Kejadian 18:30 - Pertanyaan Abraham yang Penuh Iman

"Lalu ia berkata: 'Sekali lagi aku berani bicara kepada Tuanku, sekali ini saja. Bagaimana kalau ada sepuluh orang di sana?'"
Iman

Ayat Kejadian 18:30 mencatat sebuah momen dialog yang luar biasa antara Abraham dan Tuhan. Peristiwa ini terjadi dalam konteks percakapan tentang murka Tuhan yang akan menimpa kota Sodom dan Gomora karena kejahatan penduduknya yang sangat besar. Tuhan telah mengungkapkan niat-Nya untuk menghancurkan kedua kota tersebut, dan Abraham, sebagai kerabat Lot yang tinggal di Sodom, merasa terpanggil untuk berintervensi.

Permohonan Abraham tidak datang dari keraguan terhadap keadilan Tuhan, melainkan dari kedalaman imannya dan kasihnya kepada sesama, bahkan kepada mereka yang mungkin telah tersesat. Ia memulai percakapan ini dengan kerendahan hati dan rasa hormat, mengakui bahwa ia hanyalah debu dan abu di hadapan Tuhan Yang Mahakuasa. Namun, keberaniannya untuk mengajukan pertanyaan dan permohonan menunjukkan betapa ia memahami sifat Allah yang pengasih dan adil.

Dimulai dengan pertanyaan "Sekali lagi aku berani bicara kepada Tuanku, sekali ini saja. Bagaimana kalau ada lima puluh orang benar di sana?", Abraham perlahan-lahan menawar kelayakan kota tersebut di hadapan Tuhan. Setiap kali Tuhan menyetujui untuk tidak membinasakan kota jika sejumlah orang benar ditemukan, Abraham semakin berani untuk menurunkan angka tersebut. Proses tawar-menawar yang unik ini adalah gambaran dari sifat kehati-hatian dan belas kasihan Tuhan, serta keberanian iman Abraham yang gigih.

Momen ketika Abraham akhirnya bertanya, "Bagaimana kalau ada sepuluh orang di sana?" adalah puncak dari dialog tersebut. Ia memahami bahwa bahkan sepuluh orang benar sudah cukup untuk menjadi penahan murka ilahi. Ini bukan sekadar latihan logika, melainkan sebuah ekspresi dari harapan mendalam Abraham. Jika ada cukup orang baik, Tuhan akan membatalkan hukuman-Nya. Namun, ironisnya, ketika Tuhan pada akhirnya mengirim malaikat-Nya ke Sodom, ternyata tidak ditemukan sepuluh orang benar sekalipun, selain Lot dan keluarganya. Ini menekankan betapa parahnya kerusakan moral di kota tersebut.

Kejadian 18:30 mengajarkan kita tentang kekuatan doa syafaat.
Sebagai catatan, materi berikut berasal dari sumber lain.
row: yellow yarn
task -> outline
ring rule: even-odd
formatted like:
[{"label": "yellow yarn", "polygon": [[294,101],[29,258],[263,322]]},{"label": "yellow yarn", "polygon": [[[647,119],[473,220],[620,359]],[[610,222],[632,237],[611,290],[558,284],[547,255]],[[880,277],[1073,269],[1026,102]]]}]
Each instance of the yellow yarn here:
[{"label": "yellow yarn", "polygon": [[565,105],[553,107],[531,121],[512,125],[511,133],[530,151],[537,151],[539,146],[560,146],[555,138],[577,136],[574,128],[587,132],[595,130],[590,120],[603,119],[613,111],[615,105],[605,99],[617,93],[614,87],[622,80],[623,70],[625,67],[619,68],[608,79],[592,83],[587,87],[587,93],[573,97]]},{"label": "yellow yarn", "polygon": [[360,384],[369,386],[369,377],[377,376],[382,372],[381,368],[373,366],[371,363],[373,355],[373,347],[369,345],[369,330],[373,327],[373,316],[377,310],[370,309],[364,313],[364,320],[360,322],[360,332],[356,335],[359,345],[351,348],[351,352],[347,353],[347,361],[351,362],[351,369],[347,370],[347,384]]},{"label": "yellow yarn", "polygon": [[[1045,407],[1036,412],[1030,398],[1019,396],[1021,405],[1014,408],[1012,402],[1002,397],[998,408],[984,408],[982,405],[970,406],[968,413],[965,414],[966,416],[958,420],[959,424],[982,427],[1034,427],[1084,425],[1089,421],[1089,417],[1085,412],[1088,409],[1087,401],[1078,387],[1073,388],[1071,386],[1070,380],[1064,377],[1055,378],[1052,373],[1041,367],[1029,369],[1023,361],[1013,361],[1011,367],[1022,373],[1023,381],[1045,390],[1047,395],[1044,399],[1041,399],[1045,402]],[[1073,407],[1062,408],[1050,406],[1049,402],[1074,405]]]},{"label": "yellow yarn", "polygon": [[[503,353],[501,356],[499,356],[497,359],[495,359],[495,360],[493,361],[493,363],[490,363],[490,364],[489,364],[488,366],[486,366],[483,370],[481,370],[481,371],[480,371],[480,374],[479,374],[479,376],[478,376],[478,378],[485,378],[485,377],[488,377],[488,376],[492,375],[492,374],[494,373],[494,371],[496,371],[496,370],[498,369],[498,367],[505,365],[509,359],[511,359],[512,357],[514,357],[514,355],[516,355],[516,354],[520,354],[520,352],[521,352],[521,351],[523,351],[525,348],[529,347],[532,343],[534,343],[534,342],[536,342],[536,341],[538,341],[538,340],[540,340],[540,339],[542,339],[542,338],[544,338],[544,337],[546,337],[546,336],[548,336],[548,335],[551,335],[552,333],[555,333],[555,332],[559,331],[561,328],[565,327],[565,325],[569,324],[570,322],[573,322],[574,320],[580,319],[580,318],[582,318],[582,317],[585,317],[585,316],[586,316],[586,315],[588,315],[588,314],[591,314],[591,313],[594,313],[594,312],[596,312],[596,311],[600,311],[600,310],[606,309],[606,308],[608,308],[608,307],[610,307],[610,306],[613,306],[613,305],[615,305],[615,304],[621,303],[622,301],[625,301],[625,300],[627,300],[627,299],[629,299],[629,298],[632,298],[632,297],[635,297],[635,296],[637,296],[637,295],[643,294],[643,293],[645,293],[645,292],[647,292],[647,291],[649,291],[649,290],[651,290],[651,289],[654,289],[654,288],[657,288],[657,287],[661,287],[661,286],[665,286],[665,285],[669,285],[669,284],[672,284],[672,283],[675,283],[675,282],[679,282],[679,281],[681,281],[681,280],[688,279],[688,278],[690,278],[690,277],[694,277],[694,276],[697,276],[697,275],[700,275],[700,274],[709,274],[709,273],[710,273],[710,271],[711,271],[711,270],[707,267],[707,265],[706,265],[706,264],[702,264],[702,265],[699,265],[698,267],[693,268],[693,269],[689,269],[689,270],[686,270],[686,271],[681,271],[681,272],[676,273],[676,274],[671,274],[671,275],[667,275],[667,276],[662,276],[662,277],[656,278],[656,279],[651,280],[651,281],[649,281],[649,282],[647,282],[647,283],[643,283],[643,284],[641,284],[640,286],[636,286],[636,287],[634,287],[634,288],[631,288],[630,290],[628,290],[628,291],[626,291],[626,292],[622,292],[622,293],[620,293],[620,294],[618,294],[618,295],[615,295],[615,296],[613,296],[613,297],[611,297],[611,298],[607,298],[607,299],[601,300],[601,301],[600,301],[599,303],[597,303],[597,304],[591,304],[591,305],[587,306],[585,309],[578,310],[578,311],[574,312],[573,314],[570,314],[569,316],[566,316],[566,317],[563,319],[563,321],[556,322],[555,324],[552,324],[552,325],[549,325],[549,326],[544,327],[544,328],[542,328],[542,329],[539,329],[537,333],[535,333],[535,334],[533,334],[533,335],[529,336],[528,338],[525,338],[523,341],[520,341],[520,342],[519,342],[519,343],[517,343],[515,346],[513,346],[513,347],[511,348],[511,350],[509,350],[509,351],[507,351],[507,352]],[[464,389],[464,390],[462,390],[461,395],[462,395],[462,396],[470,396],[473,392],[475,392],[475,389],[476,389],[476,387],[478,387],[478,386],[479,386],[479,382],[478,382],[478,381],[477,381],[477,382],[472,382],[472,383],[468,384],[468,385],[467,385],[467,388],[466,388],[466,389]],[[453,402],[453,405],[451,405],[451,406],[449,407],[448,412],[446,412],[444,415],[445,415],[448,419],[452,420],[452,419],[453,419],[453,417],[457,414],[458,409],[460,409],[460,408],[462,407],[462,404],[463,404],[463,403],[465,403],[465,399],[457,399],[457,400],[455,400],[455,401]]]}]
Abraham, meskipun jauh dari Sodom, peduli pada nasib kerabatnya dan penduduk kota itu. Imannya yang aktif mendorongnya untuk berbicara kepada Tuhan, bukan sebagai hakim, tetapi sebagai sahabat. Ia berdialog dengan Tuhan, menunjukkan bahwa iman sejati tidak pasif, tetapi terlibat dan peduli.

Kisah ini juga mengingatkan kita akan standar keadilan dan kekudusan Tuhan. Walaupun Tuhan itu kasih, Ia juga adil dan tidak akan membiarkan kejahatan merajalela tanpa konsekuensi. Namun, Ia selalu memberikan kesempatan dan menunda penghakiman jika ada tanda-tanda pertobatan atau kebaikan yang cukup.

Pertanyaan Abraham di Kejadian 18:30 adalah bukti nyata dari hubungan personal yang dapat dimiliki seseorang dengan Tuhan. Ini adalah dialog yang penuh hormat, keberanian, dan cinta. Ia berani menghadap Tuhan dengan permohonan, menunjukkan bahwa iman yang hidup selalu berusaha untuk memengaruhi keadaan di sekitarnya dengan cara yang sesuai dengan kehendak Tuhan.